From d138e5d4e84e4d45232af3ab3e1abf3ddbbf6414 Mon Sep 17 00:00:00 2001
From: "Shahneous Bari, Md Abdullah" <md.abdullah.shahneous.bari@intel.com>
Date: Wed, 7 May 2025 18:29:32 +0000
Subject: [PATCH 4/5] Mark all ops with unsupported data types ready for
 conversion if not marked legal explicitly.

---
 mlir/lib/Dialect/GPU/Transforms/ImitateUnsupportedTypes.cpp | 5 +----
 1 file changed, 1 insertion(+), 4 deletions(-)
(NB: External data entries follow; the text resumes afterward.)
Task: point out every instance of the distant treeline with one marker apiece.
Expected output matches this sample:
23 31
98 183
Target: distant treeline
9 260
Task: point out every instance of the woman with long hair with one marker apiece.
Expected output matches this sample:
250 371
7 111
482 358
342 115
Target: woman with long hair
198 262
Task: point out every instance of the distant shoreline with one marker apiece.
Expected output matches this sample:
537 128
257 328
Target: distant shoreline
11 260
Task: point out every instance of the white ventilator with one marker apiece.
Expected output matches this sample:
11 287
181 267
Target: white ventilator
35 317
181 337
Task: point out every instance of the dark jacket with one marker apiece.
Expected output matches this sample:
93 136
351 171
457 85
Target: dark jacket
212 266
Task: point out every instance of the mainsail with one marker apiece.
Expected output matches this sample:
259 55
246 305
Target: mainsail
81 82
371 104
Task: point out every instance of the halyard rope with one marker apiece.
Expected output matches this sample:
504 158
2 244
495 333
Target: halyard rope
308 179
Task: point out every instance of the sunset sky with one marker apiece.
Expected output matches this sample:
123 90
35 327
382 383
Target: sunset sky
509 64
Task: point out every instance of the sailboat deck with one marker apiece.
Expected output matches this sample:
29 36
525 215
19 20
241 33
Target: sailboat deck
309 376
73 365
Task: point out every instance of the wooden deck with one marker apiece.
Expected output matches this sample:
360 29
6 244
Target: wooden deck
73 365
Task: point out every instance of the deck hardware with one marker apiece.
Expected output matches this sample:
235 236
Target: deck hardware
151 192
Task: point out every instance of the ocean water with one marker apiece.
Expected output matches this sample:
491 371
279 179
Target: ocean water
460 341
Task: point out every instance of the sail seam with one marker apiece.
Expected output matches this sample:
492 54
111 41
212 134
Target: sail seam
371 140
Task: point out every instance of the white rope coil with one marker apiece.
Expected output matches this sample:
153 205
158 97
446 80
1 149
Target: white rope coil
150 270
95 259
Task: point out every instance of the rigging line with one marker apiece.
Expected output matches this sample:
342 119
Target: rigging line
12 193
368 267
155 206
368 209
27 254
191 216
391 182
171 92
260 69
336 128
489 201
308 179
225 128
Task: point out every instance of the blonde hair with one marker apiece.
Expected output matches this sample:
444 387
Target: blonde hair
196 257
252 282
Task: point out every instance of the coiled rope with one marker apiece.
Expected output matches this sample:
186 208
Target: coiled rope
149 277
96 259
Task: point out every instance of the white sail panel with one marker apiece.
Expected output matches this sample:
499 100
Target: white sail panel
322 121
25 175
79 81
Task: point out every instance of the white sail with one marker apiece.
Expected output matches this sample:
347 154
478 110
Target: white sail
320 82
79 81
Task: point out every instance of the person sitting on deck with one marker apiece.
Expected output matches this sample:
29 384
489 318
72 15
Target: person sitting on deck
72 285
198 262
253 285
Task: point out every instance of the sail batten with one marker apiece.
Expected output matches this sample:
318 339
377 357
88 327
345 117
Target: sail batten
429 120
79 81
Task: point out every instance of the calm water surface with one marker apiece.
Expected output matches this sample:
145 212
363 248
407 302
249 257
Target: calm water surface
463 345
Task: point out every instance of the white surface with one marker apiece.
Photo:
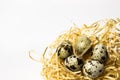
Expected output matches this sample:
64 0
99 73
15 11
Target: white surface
33 24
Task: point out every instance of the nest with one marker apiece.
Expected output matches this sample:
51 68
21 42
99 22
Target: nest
105 31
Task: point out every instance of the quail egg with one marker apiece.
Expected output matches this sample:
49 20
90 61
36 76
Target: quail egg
83 43
100 53
65 49
73 63
93 68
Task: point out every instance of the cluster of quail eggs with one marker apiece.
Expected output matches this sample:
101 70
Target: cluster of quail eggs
73 61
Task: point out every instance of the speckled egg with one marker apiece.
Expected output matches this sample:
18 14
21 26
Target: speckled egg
93 68
73 63
100 53
82 44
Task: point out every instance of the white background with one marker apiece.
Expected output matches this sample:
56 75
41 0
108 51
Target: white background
33 24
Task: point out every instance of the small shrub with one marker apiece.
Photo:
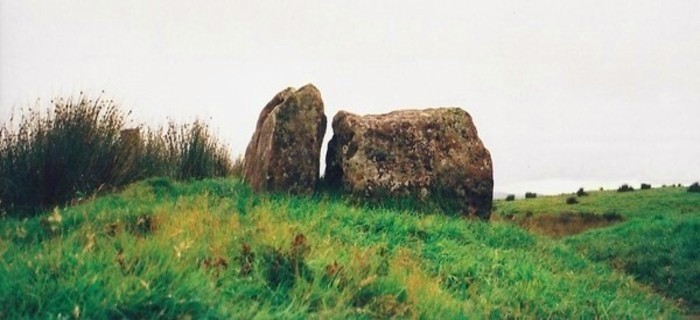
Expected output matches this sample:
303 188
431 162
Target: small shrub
695 187
625 188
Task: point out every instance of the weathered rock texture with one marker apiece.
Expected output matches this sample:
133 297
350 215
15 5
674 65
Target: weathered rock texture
284 153
429 155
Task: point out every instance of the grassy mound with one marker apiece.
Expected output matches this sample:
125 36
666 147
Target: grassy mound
81 146
657 243
213 248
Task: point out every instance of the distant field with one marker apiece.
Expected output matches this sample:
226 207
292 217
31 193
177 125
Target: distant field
653 235
215 249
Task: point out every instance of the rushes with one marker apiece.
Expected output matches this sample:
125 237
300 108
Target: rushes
80 146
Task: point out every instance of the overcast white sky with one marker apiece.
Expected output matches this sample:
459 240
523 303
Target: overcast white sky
563 93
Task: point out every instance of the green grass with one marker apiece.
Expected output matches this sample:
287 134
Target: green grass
213 249
657 244
81 146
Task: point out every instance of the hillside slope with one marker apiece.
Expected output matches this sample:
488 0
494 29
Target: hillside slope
215 249
654 236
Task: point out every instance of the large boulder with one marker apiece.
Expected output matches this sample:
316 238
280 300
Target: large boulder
284 152
429 155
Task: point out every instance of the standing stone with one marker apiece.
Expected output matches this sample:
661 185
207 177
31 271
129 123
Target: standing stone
428 155
284 153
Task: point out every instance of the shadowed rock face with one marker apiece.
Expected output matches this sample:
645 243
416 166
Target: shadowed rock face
430 155
284 153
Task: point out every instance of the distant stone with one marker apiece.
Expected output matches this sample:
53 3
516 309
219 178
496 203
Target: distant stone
428 155
283 154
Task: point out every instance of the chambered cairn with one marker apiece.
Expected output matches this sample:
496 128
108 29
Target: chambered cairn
283 154
427 155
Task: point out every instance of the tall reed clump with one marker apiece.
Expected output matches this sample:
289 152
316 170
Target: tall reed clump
183 152
80 147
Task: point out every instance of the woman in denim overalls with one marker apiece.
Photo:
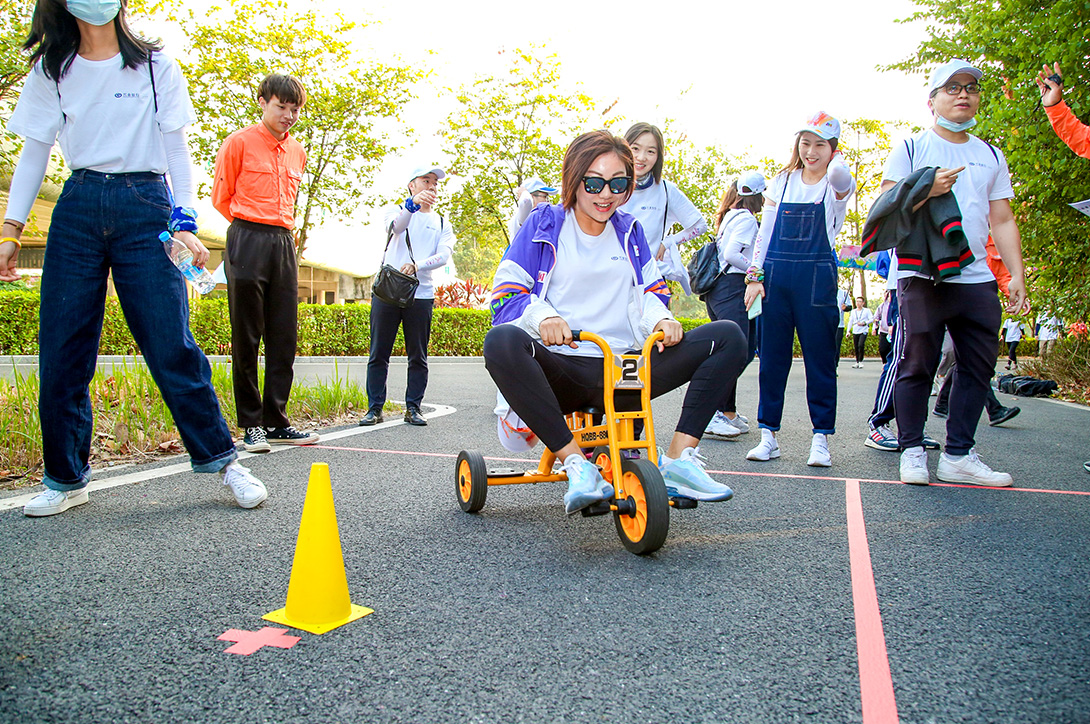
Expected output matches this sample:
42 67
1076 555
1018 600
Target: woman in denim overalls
795 273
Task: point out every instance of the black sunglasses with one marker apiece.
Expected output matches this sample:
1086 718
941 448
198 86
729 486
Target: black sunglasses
594 184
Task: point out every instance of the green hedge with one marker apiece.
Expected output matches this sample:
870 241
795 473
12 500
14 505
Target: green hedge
324 329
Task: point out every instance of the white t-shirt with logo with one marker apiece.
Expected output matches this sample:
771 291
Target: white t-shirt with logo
985 179
433 241
590 287
657 208
104 115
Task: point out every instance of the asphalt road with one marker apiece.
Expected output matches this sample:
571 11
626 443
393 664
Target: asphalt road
749 612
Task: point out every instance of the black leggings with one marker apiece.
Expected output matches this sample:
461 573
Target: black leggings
860 346
542 386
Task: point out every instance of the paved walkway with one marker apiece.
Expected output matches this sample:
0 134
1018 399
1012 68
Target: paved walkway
824 595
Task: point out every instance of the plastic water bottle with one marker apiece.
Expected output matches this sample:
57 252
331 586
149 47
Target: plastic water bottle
182 257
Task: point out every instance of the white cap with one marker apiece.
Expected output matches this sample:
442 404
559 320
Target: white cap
534 185
751 180
424 170
942 74
823 124
513 434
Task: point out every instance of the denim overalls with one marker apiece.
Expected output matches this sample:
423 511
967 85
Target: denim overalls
800 296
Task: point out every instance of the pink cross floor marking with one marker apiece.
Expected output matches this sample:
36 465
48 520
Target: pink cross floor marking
246 642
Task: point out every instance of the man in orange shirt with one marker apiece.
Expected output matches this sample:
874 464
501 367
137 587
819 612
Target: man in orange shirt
258 170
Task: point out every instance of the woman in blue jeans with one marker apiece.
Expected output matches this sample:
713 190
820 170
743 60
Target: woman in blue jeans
119 107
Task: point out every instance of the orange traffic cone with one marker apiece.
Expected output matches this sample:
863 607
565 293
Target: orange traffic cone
317 592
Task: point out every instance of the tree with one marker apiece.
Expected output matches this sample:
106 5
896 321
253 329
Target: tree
501 135
1009 41
232 47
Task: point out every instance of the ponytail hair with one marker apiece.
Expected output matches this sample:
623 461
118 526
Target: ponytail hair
55 39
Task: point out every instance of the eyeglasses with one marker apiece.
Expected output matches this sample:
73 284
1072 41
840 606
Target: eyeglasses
594 184
955 88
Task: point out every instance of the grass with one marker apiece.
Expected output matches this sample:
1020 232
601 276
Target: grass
132 422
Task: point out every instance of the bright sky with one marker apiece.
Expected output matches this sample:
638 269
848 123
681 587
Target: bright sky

diff --git a/mlir/lib/Dialect/GPU/Transforms/ImitateUnsupportedTypes.cpp b/mlir/lib/Dialect/GPU/Transforms/ImitateUnsupportedTypes.cpp
index a0491cefdc0fa..f5c6a6eea8fa2 100644
--- a/mlir/lib/Dialect/GPU/Transforms/ImitateUnsupportedTypes.cpp
+++ b/mlir/lib/Dialect/GPU/Transforms/ImitateUnsupportedTypes.cpp
@@ -576,10 +576,7 @@ void mlir::configureImitateUnsupportedTypesLegality(
     // Check if the operation is inside a gpu.module.
     if (op->getParentOfType<gpu::GPUModuleOp>()) {
       // Check if the operation has any operands of type MemRefType.
-      for (Value operand : op->getOperands()) {
-        if (isa<MemRefType>(operand.getType()))
-          return typeConverter.isLegal(op);
-      }
+      return typeConverter.isLegal(op);
       // If no operands are of type MemRefType, mark it as illegal.
       return true;
     }

From 63336e47d191e8ba67d6bd85cdee434a9691d028 Mon Sep 17 00:00:00 2001
From: "Shahneous Bari, Md Abdullah" <md.abdullah.shahneous.bari@intel.com>
Date: Thu, 8 May 2025 10:41:43 +0000
Subject: [PATCH 5/5] Remove dead code.

---
 mlir/lib/Dialect/GPU/Transforms/ImitateUnsupportedTypes.cpp | 3 ---
 1 file changed, 3 deletions(-)

diff --git a/mlir/lib/Dialect/GPU/Transforms/ImitateUnsupportedTypes.cpp b/mlir/lib/Dialect/GPU/Transforms/ImitateUnsupportedTypes.cpp
index f5c6a6eea8fa2..8330214b873a2 100644
--- a/mlir/lib/Dialect/GPU/Transforms/ImitateUnsupportedTypes.cpp
+++ b/mlir/lib/Dialect/GPU/Transforms/ImitateUnsupportedTypes.cpp
@@ -575,10 +575,7 @@ void mlir::configureImitateUnsupportedTypesLegality(
   target.markUnknownOpDynamicallyLegal([&typeConverter](Operation *op) -> bool {
     // Check if the operation is inside a gpu.module.
     if (op->getParentOfType<gpu::GPUModuleOp>()) {
-      // Check if the operation has any operands of type MemRefType.
       return typeConverter.isLegal(op);
-      // If no operands are of type MemRefType, mark it as illegal.
-      return true;
     }
     return true; // If not in gpu.module, mark it as legal.
   });